Like all the best dress codes, the Met Gala invitation allowed for lots of individuality. Frances McDormand consolidated her role as 2018’s designated maverick by coming as “a pagan”, she said on the red carpet, in her butterfly headdress by Philip Treacy for Valentino. Those actors who have pledged vows to fashion houses (or at least, signed contracts with them) showed their constancy with looks that mined clerical robes for the most this-season silhouette. A clear winner on this is the mozzetta, a short shoulder-covering robe worn by the pope and cardinals and, last night, by a very chic Alicia Vikander in Louis Vuitton. Kate Moss wore a black dress with a feathered black neckline that nodded to the dress code with a fallen-angel vibe – this was her first appearance in the US since 2009, and there was speculation that the prolonged absence was due to difficulty procuring a visa after the drug scandal of 2005 – but mainly referenced herself. Moss in a black feather trim dress, with Johnny Depp at Cannes, and a messy bun, is a late-1990s fashion reference the fashion faithful will immediately recognise.

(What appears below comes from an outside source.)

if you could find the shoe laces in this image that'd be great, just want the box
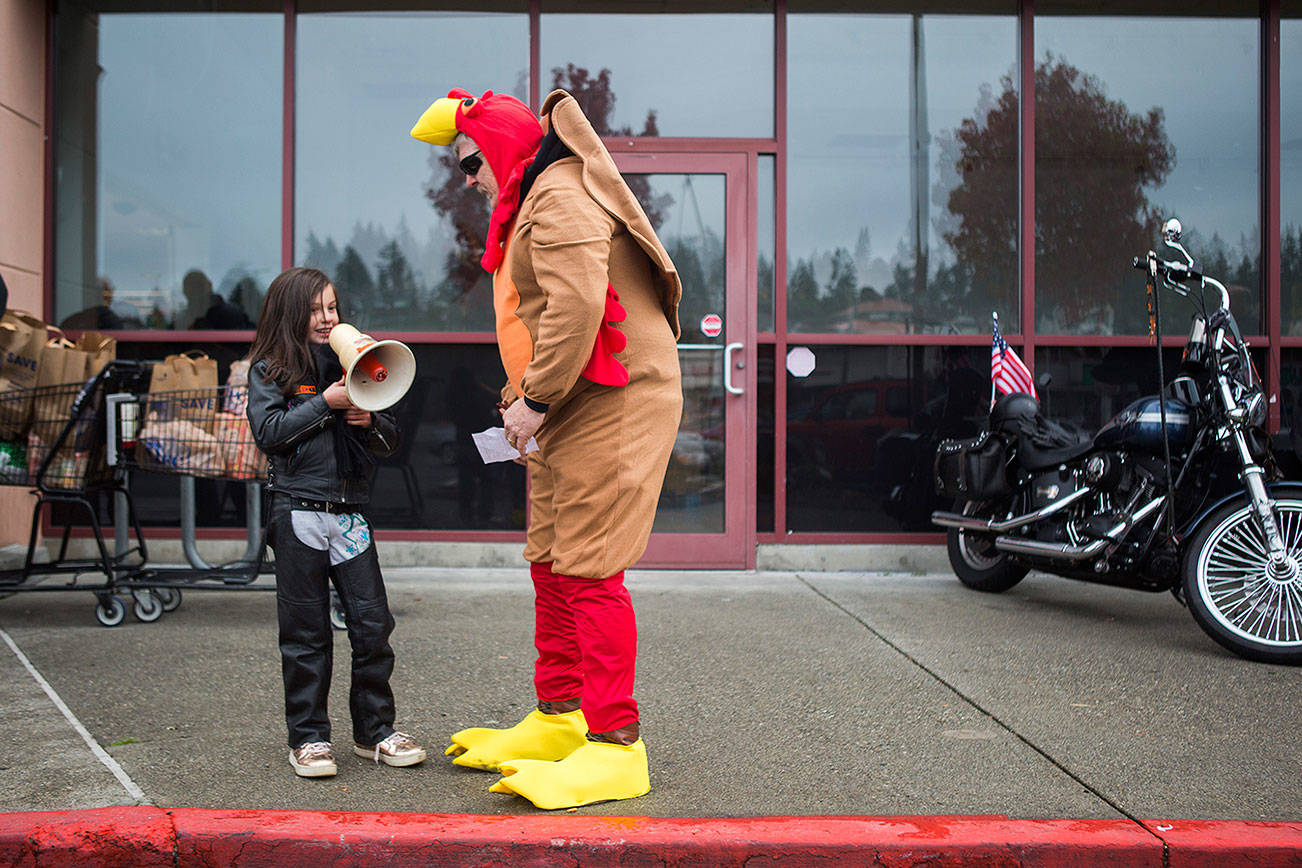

Lena Waithe arrives at the Met Gala
 ‘The theme to me is like, be yourself’: Lena Waithe arrives at the Met Gala. Photograph: Eduardo Munoz/Reuters

Best red-carpet quote of the night, though, goes to the actor Lena Waithe, who wore a rainbow flag cape to spotlight the Catholic church’s complicated relationship with the LGBTQ community. “The theme to me is, like, be yourself,” she told the New York Times on the red carpet. “You were made in God’s image, right?”